Previously in January 2020, California state trial court Judge William Highberger issued an opinion holding that the FAAAA preempts use of California’s version of the “ABC” test (as adopted by the California Supreme Court in Dynamex Operations West Inc. v. Superior Court, which California later codified in AB 5) with respect to classification of independent contractors in the trucking industry. The state trial court held that “[b]ecause Prong B of the ABC Test … prohibits motor carriers from using independent contractors to provide transportation services, the ABC Test has an impermissible effect on motor carriers’ ‘price[s], route[s], [and] service[s]’ and is preempted by the FAAAA.” As stated above, the California state appeals court disagreed with this ruling. The appeals court’s opinion likely will be subject to further appellate review, as several parties involved in the case have indicated an intent to seek review from the California Supreme Court.

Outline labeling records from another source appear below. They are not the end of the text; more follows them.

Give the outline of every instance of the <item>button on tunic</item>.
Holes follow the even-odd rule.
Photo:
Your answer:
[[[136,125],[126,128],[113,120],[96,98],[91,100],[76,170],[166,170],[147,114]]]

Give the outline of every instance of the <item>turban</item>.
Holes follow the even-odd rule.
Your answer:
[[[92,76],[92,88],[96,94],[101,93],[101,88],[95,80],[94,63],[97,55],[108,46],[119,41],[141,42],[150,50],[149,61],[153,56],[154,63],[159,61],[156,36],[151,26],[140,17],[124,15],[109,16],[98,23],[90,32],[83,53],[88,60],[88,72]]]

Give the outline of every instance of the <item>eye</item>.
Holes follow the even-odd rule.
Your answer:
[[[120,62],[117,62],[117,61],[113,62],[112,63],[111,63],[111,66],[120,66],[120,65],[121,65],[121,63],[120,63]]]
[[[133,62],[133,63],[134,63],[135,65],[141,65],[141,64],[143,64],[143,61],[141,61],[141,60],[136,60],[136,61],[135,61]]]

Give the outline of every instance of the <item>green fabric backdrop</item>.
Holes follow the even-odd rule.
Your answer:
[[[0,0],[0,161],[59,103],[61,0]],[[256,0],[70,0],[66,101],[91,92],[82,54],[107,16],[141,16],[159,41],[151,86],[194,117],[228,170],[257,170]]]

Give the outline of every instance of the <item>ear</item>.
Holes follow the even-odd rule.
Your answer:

Also, review of the FAAAA’s preemption of the AB 5 contractor classification test is pending in the federal court system in the matter captioned CTA v. Becerra. Relatedly and shortly after the state trial court’s decision issued in Cal Cartage in January 2020, federal district court Judge Roger Benitez granted a preliminary injunction upon CTA’s request, thereby preventing the state from enforcing the AB 5 classification test with respect to truckers. This decision is currently pending on appeal before the Ninth Circuit Court of Appeals. The parties to the federal appeal have both submitted letters to the Ninth Circuit citing the Cal Cartage decision and urging different interpretations. Still, the Cal Cartage decision is not binding on the Ninth Circuit. At this point in time, legal commentators generally have not predicted with any confidence whether the Ninth Circuit will rule one way or another. Some commentators believe that, in the event the Ninth Circuit does not affirm the preliminary injunction, any decision not to affirm will be due to a desire for a more developed record at the district court level. A more developed record could substantiate the impact of AB 5 on prices, routes, and services, and consequently whether the FAAAA preempts AB 5. Upon the Ninth Circuit’s issuance of an opinion, the issue also potentially could reach the United States Supreme Court.
As parallel appeals could reach both the United States Supreme Court and the California Supreme Court, this issue continues to remain in limbo.